Severe drought drives novel community trajectories in desert stream pools

SUMMARY 1. Ecological communities can be relatively stable for long periods of time, and then, often as a result of disturbance, transition rapidly to a novel state. When communities fail to recover to pre-disturbance configurations, they are said to have experienced a regime shift or to be in an alternative stable state. 2. In this 8-year study, we quantified the effects of complete water loss and subsequent altered disturbance regime on aquatic insect communities inhabiting a formerly perennial desert stream. We monitored two study pools seasonally for 4 years before and 4 years after the transition from perennial to intermittent flow to evaluate pre-drying community dynamics and post-drying recovery trajectories. 3. Mean species richness was not affected by the transition to intermittent flow, though seasonal patterns of richness did change. Sample densities were much higher in postdrying samples. 4. The stream pool communities underwent a catastrophic regime shift after transition to intermittent flow, moving to an alternative stable state with novel seasonal trajectories, and did not recover to pre-drying configurations after 4 years.

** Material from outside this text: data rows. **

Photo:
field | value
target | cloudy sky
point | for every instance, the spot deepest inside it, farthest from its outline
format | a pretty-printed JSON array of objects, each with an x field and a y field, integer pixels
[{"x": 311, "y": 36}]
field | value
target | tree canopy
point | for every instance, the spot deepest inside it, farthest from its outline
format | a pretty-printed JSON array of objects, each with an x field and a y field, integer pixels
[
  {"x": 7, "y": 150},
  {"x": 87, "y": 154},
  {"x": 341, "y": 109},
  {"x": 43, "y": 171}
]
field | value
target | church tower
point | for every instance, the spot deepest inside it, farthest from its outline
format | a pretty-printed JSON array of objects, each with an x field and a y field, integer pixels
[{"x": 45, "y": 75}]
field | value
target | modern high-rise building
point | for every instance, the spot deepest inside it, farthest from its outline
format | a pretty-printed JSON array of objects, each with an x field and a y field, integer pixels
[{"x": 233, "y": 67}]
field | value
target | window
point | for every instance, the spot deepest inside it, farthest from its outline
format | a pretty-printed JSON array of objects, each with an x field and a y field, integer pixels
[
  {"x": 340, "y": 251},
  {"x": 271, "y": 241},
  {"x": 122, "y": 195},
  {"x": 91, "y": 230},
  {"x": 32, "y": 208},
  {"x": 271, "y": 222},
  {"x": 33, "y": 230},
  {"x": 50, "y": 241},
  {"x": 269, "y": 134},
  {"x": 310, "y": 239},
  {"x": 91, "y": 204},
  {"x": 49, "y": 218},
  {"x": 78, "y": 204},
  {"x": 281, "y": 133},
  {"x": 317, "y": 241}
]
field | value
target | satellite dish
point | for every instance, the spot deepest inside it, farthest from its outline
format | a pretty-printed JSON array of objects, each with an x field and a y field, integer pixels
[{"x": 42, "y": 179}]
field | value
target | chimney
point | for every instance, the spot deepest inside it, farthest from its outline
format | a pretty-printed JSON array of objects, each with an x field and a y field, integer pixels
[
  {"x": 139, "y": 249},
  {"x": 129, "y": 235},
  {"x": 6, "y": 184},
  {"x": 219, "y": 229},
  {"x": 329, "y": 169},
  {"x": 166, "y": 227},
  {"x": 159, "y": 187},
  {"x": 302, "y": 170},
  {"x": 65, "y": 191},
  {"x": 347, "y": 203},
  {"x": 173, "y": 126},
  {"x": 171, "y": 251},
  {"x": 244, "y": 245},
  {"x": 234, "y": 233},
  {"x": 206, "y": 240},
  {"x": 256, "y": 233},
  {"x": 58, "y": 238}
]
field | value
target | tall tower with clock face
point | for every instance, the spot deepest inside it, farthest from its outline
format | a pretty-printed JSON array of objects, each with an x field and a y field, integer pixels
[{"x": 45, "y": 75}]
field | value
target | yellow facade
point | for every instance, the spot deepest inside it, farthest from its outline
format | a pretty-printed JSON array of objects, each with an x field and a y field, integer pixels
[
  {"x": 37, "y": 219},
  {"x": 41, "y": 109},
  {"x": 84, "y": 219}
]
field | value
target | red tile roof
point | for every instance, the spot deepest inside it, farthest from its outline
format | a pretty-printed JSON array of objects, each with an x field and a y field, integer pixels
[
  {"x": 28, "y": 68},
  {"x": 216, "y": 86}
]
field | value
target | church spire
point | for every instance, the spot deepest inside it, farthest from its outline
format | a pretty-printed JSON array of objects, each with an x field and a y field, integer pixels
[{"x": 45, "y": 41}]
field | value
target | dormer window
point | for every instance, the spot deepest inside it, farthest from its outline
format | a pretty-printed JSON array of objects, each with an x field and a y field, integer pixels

Six invertebrate species were extirpated by the initial drying event, while other species were as much as 40 times more abundant in post-drying samples. In general, large-bodied top predators were extirpated from the system and replaced with high abundances of smaller-bodied mesopredators. 5. Our results suggest that the loss of perennial flow caused by intensified droughts and water withdrawals could lead to significant changes in community structure and species composition at local and regional scales.